On Thursday, Apr. 3, KLRU hosted a civic summit, EAST AUSTIN REVEALED. It was billed as a community discussion, and the event began with a showing of KLRU’s AUSTIN REVEALED: CIVIL RIGHTS STORIES. (soulciti shared the KLRU stories on its Facebook page each week of Black History Month. They featured some of Austin’s most respected leaders and icons in the African American community like Gary Bledsoe, Bertha Means, Wilhelmina Delco and many more.) The history detailed in the documentary is something that every Austinite should hear, whether having lived here for three months or 60 years.
To truly understand some African American perspectives about changes in East Austin requires acknowledging what causes the changes.
After the screening, conversation began with a panel composed of former state Rep. Wilhelmina Delco; Rep. Dawnna Dukes; Mayor Lee Leffingwell; Natalie Cofield, President of the Austin Black Chamber of Commerce; and John-Michael Cortez, who is the Cap Metro’s Community Involvement Manager. The dynamics were interesting.
Present were some who have lived in Austin all their life, those who were new to the city, those who are a part of the majority and those who were a part of Old East Austin. The opening question, which set the tone for the night, was “How would you describe East Austin to a new comer?”
Answers from audience members, most of them older, ranged from “different,” “changed,” “transition,” “tale of two cities & times,” and “home.” Respect was another topic that arose multiple times. Many audience members spoke about the lack of respect displayed by “new neighbors,” and at least one panelist agreed. Examples of the lack of respect included things like dog walkers not cleaning their pets’ waste, people not speaking to each other, and the new neighbors feeling like they are doing a favor to the old residents of East Austin by living there.
The panel’s answers were interesting, showing that cultural gaps at issue in East Austin lie not just between new neighbors, but also between the generations involved.

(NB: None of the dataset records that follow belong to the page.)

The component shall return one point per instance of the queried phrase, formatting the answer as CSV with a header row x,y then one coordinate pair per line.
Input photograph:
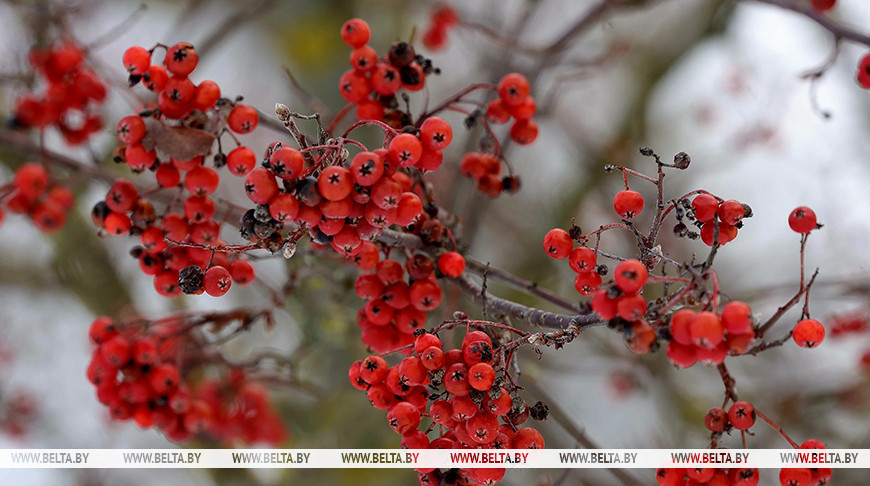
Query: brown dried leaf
x,y
180,143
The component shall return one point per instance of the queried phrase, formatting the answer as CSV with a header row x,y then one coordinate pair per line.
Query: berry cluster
x,y
466,396
396,309
177,247
32,192
373,82
712,214
140,373
71,98
441,20
710,476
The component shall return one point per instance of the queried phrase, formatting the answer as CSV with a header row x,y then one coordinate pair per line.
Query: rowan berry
x,y
628,203
587,282
513,89
558,243
217,281
705,207
808,333
403,417
731,212
155,78
243,119
181,59
190,280
406,149
802,220
117,224
524,132
716,420
354,86
435,134
481,376
180,90
737,317
355,32
131,129
741,415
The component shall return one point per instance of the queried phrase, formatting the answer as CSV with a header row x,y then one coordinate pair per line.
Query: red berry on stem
x,y
355,32
808,333
558,243
628,203
741,415
802,220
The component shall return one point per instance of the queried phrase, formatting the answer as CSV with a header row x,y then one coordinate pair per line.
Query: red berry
x,y
808,333
435,134
716,420
181,59
243,119
451,264
802,220
481,376
241,161
630,276
741,415
706,330
206,95
737,317
705,207
155,78
558,243
524,132
403,417
131,129
513,89
731,212
335,183
366,168
406,149
628,204
355,32
136,60
582,259
364,58
217,281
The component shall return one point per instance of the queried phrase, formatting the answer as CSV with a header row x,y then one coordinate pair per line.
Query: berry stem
x,y
777,428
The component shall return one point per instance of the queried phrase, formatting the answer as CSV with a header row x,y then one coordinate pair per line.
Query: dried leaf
x,y
179,143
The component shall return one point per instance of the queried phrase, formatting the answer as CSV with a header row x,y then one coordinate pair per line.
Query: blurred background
x,y
718,79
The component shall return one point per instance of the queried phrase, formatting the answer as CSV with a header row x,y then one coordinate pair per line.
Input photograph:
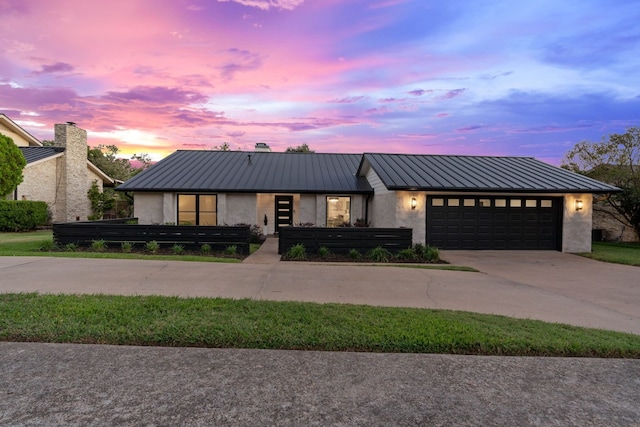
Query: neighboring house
x,y
453,202
60,174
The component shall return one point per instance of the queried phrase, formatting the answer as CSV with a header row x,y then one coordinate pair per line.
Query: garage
x,y
494,222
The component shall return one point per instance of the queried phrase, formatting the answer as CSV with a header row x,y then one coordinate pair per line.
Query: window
x,y
197,209
338,211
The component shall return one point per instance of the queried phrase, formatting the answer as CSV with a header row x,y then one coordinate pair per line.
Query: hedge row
x,y
22,215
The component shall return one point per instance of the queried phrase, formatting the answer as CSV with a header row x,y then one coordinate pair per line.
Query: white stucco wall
x,y
240,208
577,224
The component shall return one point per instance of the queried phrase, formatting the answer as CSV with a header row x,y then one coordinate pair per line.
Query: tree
x,y
614,160
304,148
12,162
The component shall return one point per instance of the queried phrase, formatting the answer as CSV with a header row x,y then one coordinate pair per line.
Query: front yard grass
x,y
619,253
226,323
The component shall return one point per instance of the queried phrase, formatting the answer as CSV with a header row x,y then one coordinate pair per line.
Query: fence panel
x,y
342,240
116,232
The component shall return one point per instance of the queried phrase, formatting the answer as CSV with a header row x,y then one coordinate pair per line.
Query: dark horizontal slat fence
x,y
342,240
116,232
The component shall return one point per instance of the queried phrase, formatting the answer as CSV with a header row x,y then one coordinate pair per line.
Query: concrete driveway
x,y
548,286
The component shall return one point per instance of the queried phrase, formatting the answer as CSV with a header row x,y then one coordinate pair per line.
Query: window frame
x,y
197,207
328,203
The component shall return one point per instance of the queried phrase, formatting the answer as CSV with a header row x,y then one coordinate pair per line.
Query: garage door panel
x,y
495,223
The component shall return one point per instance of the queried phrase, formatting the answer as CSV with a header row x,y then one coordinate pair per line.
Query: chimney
x,y
262,147
71,197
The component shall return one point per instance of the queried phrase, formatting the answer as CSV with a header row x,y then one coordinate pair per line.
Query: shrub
x,y
360,222
379,254
324,252
47,245
408,254
431,254
297,252
22,215
98,245
152,246
354,254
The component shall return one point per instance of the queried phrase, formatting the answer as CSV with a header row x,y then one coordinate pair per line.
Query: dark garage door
x,y
472,222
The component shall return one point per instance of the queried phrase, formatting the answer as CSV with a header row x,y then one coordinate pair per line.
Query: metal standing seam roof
x,y
34,154
255,172
477,173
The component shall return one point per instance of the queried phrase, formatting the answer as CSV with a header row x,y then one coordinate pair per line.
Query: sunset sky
x,y
409,76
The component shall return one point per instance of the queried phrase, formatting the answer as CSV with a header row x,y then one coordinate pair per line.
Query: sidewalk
x,y
92,385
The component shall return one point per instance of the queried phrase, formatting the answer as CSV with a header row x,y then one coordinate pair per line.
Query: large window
x,y
197,209
338,211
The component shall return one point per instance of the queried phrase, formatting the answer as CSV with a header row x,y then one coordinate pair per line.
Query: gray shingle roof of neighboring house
x,y
255,172
33,154
477,173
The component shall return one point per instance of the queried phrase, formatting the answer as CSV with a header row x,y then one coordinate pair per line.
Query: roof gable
x,y
476,173
237,171
20,136
36,154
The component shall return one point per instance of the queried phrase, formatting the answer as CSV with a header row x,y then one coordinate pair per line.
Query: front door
x,y
284,212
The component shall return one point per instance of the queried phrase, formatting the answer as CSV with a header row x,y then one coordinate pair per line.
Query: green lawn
x,y
225,323
619,253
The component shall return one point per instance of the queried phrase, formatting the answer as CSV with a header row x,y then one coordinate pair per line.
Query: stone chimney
x,y
262,147
72,203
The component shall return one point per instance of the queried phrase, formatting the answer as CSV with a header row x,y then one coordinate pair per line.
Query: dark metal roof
x,y
33,154
255,172
477,173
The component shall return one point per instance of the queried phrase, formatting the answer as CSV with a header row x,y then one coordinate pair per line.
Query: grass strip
x,y
226,323
618,253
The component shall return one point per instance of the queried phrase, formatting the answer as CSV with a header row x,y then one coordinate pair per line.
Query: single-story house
x,y
60,174
452,202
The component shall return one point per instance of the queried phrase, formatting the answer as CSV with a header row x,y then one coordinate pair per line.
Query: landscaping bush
x,y
354,254
379,254
98,245
152,246
177,249
324,252
47,245
22,215
408,254
297,252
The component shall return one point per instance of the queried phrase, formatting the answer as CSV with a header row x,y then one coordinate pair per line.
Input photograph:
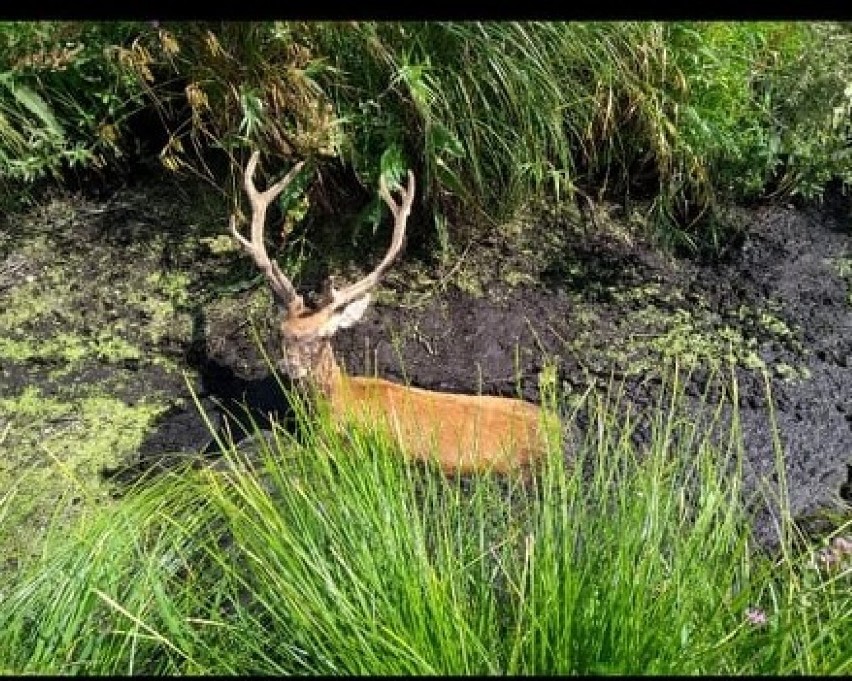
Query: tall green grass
x,y
492,114
332,555
682,116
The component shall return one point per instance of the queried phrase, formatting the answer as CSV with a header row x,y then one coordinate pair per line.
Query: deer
x,y
462,433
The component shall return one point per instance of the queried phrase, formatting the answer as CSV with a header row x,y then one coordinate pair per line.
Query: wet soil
x,y
150,307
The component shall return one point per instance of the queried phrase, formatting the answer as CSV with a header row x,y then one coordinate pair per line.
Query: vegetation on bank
x,y
294,560
332,555
677,116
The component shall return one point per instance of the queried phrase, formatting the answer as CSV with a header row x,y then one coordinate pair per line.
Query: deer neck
x,y
326,375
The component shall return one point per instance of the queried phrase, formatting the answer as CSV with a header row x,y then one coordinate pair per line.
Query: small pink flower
x,y
756,617
828,558
842,545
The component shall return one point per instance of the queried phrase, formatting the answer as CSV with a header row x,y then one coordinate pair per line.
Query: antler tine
x,y
400,212
281,286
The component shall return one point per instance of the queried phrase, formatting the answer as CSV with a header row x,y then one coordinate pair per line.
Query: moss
x,y
55,450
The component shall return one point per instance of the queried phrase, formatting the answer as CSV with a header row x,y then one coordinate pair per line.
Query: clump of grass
x,y
332,555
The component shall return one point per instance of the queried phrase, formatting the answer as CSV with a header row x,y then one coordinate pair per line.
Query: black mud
x,y
598,302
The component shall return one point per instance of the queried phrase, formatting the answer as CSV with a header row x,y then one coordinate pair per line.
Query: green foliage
x,y
333,555
64,97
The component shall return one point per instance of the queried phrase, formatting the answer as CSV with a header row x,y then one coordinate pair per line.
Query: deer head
x,y
306,332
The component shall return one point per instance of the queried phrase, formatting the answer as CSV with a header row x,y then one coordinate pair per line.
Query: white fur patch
x,y
348,316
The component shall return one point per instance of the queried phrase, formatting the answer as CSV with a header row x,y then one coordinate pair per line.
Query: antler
x,y
400,212
282,287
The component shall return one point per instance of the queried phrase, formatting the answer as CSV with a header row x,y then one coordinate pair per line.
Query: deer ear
x,y
348,316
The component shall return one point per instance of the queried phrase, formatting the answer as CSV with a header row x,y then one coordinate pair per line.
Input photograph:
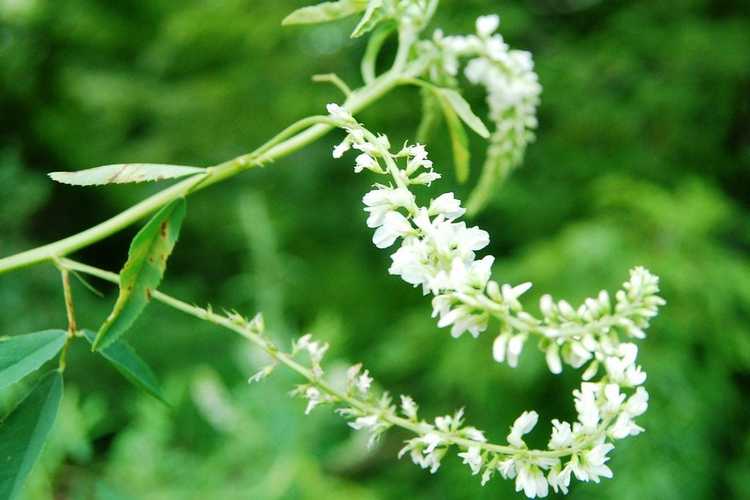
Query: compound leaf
x,y
143,271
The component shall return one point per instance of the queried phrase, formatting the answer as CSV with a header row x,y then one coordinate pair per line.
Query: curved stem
x,y
270,151
242,328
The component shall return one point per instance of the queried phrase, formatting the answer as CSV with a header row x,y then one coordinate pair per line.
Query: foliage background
x,y
643,157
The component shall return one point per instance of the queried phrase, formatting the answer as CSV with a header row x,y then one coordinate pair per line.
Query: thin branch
x,y
243,327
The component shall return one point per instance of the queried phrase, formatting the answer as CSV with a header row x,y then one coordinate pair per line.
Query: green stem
x,y
70,311
243,329
270,151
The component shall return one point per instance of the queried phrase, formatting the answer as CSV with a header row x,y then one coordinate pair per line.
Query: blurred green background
x,y
642,157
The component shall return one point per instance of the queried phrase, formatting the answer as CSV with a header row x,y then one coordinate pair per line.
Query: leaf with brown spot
x,y
143,271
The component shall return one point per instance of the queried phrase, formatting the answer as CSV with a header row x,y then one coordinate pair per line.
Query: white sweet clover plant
x,y
512,88
434,250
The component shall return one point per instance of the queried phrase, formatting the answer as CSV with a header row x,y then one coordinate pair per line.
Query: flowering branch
x,y
579,449
438,253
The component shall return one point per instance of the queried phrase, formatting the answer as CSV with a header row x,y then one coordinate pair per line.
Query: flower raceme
x,y
438,253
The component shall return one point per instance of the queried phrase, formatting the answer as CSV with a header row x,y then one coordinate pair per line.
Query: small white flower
x,y
261,374
426,178
363,382
341,148
591,466
338,113
487,25
547,306
432,440
552,356
531,481
366,422
313,396
446,205
559,479
500,347
624,427
474,434
562,435
637,403
365,161
585,403
522,425
383,200
409,407
511,294
515,347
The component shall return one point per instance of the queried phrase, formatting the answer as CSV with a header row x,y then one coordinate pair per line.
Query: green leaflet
x,y
24,432
459,141
123,174
142,273
373,15
324,12
23,354
124,358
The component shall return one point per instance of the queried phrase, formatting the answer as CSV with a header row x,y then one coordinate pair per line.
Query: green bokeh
x,y
642,157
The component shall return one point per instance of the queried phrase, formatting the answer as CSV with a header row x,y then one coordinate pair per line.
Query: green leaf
x,y
463,109
124,358
142,273
24,432
430,115
123,174
373,15
23,354
374,44
459,141
324,12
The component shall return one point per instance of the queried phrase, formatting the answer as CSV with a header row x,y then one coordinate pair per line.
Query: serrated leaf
x,y
463,109
372,16
459,141
124,173
24,432
22,354
325,12
142,273
126,361
374,44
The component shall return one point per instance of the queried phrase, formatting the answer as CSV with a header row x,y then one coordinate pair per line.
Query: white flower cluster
x,y
587,334
512,87
579,449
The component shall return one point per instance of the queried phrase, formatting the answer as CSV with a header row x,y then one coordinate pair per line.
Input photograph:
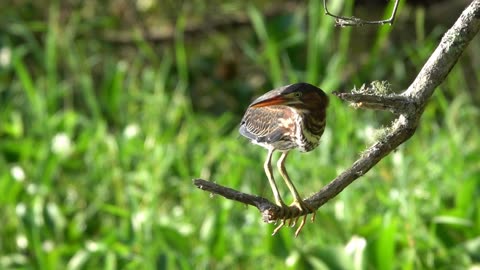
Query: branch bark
x,y
408,106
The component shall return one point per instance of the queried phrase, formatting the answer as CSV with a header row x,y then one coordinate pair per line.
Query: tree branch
x,y
408,106
354,21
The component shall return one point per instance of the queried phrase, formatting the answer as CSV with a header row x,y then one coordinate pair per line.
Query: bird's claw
x,y
286,212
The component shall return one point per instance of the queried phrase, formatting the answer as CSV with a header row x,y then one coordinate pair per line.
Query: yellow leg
x,y
268,171
298,202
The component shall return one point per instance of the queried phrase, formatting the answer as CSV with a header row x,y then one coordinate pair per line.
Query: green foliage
x,y
98,153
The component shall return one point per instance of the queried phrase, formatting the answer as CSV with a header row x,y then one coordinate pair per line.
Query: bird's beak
x,y
278,100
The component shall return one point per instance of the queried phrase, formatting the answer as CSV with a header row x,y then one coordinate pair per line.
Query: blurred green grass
x,y
98,153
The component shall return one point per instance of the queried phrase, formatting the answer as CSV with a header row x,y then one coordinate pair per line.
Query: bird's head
x,y
298,95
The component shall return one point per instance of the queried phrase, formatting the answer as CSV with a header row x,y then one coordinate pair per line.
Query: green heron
x,y
283,119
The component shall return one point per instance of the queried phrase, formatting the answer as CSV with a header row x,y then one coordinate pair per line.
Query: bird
x,y
286,118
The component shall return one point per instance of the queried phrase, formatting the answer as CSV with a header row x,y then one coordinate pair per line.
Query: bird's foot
x,y
292,216
304,210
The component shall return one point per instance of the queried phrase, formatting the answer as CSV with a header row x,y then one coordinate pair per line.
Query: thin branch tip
x,y
408,107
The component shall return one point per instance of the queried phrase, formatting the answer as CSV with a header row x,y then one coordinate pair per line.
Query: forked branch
x,y
408,106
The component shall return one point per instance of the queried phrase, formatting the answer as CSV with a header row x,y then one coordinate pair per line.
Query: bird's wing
x,y
267,124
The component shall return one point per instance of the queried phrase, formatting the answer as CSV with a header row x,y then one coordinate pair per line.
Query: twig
x,y
354,21
411,104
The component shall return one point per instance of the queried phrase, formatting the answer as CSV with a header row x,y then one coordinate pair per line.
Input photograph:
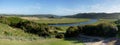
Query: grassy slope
x,y
6,30
55,20
19,33
38,42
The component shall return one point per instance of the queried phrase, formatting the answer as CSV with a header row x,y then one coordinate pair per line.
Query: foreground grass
x,y
6,30
38,42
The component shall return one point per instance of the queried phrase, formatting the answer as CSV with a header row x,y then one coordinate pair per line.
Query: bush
x,y
59,36
71,32
93,30
28,26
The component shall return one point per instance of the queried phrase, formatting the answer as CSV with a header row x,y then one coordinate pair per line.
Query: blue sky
x,y
58,7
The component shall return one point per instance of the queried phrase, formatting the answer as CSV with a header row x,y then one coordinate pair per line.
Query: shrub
x,y
59,36
28,26
71,32
93,30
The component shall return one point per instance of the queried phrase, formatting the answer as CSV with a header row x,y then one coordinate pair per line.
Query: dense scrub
x,y
29,26
100,30
118,25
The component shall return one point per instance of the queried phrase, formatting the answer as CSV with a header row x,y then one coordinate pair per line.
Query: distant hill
x,y
79,15
95,15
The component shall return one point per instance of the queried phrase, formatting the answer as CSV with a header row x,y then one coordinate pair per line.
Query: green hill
x,y
95,15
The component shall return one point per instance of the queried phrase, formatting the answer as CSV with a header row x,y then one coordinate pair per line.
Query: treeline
x,y
100,30
95,15
30,27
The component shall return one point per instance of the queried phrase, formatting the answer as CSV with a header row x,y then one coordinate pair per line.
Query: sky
x,y
58,7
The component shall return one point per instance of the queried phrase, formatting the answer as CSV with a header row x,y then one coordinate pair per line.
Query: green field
x,y
55,20
38,42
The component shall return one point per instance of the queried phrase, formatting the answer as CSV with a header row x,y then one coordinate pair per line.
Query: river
x,y
76,24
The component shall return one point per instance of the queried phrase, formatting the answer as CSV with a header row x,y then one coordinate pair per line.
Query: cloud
x,y
29,9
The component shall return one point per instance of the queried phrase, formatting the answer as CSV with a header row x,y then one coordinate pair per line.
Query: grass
x,y
55,20
6,30
38,42
105,21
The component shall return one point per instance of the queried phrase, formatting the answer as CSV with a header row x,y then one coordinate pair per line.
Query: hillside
x,y
96,15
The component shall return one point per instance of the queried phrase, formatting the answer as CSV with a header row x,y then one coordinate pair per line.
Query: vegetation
x,y
29,26
96,15
99,30
56,20
38,42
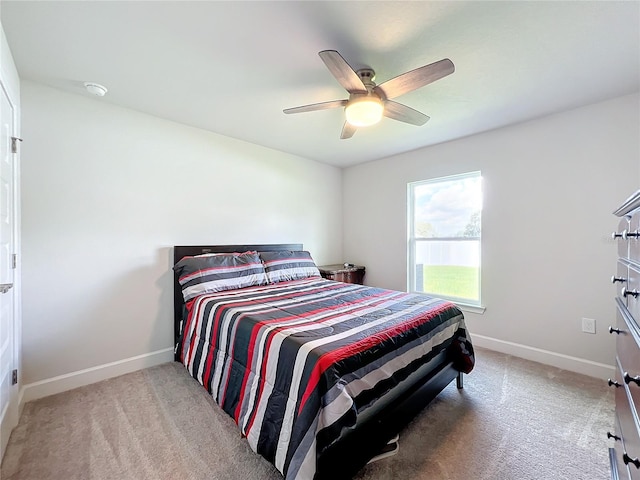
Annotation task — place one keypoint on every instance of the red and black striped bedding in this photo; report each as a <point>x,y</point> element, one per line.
<point>296,363</point>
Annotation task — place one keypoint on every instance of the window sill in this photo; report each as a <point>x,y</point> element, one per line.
<point>479,309</point>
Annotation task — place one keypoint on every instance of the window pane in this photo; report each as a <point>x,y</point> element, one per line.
<point>444,237</point>
<point>449,208</point>
<point>448,268</point>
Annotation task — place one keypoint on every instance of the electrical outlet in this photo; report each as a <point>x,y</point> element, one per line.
<point>588,325</point>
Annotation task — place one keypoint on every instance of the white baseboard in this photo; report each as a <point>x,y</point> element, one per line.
<point>559,360</point>
<point>69,381</point>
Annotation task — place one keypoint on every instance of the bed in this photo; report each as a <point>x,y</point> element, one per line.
<point>318,375</point>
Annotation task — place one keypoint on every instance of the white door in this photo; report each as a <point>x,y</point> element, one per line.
<point>8,347</point>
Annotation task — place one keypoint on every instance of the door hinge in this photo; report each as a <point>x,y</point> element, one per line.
<point>14,144</point>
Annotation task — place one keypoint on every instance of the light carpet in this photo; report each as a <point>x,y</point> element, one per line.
<point>514,419</point>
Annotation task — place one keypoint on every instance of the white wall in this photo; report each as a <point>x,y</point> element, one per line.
<point>550,186</point>
<point>107,191</point>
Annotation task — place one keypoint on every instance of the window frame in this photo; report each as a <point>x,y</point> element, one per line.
<point>470,304</point>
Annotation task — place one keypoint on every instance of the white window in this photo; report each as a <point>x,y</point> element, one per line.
<point>444,237</point>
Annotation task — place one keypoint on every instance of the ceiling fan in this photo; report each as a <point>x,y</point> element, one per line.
<point>368,102</point>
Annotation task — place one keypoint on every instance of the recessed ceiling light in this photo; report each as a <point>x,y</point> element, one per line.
<point>95,89</point>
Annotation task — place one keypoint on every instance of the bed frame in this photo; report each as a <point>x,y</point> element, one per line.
<point>352,451</point>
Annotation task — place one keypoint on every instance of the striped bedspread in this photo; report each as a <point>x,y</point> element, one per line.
<point>295,363</point>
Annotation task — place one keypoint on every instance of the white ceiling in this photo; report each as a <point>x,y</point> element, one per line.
<point>232,67</point>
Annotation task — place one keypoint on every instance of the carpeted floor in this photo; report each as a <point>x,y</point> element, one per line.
<point>514,420</point>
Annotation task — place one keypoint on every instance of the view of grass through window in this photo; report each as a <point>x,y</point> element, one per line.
<point>444,237</point>
<point>452,281</point>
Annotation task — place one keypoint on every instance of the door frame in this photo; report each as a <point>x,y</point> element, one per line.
<point>9,85</point>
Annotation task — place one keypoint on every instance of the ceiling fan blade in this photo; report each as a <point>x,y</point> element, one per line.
<point>343,72</point>
<point>401,112</point>
<point>316,106</point>
<point>415,79</point>
<point>348,130</point>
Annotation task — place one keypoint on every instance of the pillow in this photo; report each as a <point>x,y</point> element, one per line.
<point>214,273</point>
<point>288,265</point>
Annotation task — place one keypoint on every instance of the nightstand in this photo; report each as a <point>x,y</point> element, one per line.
<point>340,273</point>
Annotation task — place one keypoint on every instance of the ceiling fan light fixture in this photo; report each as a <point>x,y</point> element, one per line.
<point>364,111</point>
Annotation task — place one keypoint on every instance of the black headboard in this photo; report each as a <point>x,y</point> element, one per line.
<point>180,251</point>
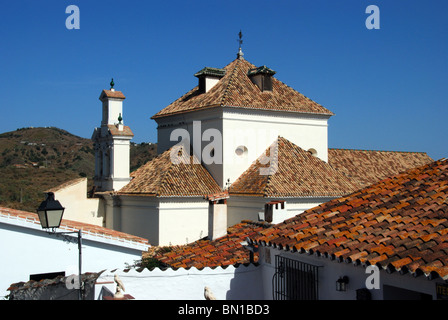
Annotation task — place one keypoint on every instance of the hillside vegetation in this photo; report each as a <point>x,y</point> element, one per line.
<point>33,160</point>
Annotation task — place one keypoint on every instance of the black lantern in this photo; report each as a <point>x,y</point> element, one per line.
<point>341,283</point>
<point>50,212</point>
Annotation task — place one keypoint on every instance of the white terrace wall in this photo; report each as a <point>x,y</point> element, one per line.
<point>231,283</point>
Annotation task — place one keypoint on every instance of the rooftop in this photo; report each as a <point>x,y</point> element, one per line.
<point>297,173</point>
<point>163,177</point>
<point>235,89</point>
<point>399,224</point>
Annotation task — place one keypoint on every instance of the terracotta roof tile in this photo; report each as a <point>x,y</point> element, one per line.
<point>235,89</point>
<point>365,167</point>
<point>163,177</point>
<point>298,173</point>
<point>398,223</point>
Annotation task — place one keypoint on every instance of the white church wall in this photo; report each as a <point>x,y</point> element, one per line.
<point>136,215</point>
<point>252,208</point>
<point>182,220</point>
<point>120,162</point>
<point>163,221</point>
<point>230,283</point>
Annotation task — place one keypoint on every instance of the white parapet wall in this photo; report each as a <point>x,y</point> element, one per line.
<point>230,283</point>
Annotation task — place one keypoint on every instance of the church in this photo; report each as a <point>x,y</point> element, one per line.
<point>240,145</point>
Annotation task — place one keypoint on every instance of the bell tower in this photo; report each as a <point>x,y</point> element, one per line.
<point>112,143</point>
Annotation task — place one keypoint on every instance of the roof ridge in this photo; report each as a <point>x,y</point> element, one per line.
<point>232,75</point>
<point>376,150</point>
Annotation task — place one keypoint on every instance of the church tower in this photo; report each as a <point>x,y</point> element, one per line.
<point>112,143</point>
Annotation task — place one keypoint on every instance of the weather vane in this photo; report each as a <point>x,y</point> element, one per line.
<point>240,53</point>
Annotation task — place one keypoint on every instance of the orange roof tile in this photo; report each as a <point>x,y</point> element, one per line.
<point>235,89</point>
<point>365,167</point>
<point>162,177</point>
<point>297,174</point>
<point>223,251</point>
<point>403,219</point>
<point>112,94</point>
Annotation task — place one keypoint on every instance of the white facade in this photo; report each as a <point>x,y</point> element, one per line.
<point>26,249</point>
<point>112,145</point>
<point>244,135</point>
<point>163,221</point>
<point>230,283</point>
<point>387,286</point>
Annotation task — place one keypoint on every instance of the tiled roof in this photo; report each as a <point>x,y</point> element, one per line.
<point>223,251</point>
<point>365,167</point>
<point>162,177</point>
<point>399,224</point>
<point>235,89</point>
<point>70,225</point>
<point>298,174</point>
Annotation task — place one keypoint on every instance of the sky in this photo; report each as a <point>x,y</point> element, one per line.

Readily apparent were the panel’s differences in perspective between the generation who grew up during the Civil Rights Movement and the Millennials. The difference is understandable. The older panelists have seen and lived through the many changes that East Austin has gone through. Unfortunately, a lot of that history has been lost during gentrification.
Towards the end of the night, the conversation switched from what has happened to what comes next? What actions will be taken preserve what is left of historic East Austin? What can be done by the city and the community to make sure that the families that have ties and homes in East Austin will be able to keep them? On several occasions, Delco expressed her concern about the lack of historical markers and landmarks to recognize and preserve important aspects of the community.
The concern about the gentrification of East Austin has been a touchy subject in the Black community for years, and last night’s discussion highlighted some of the many issues.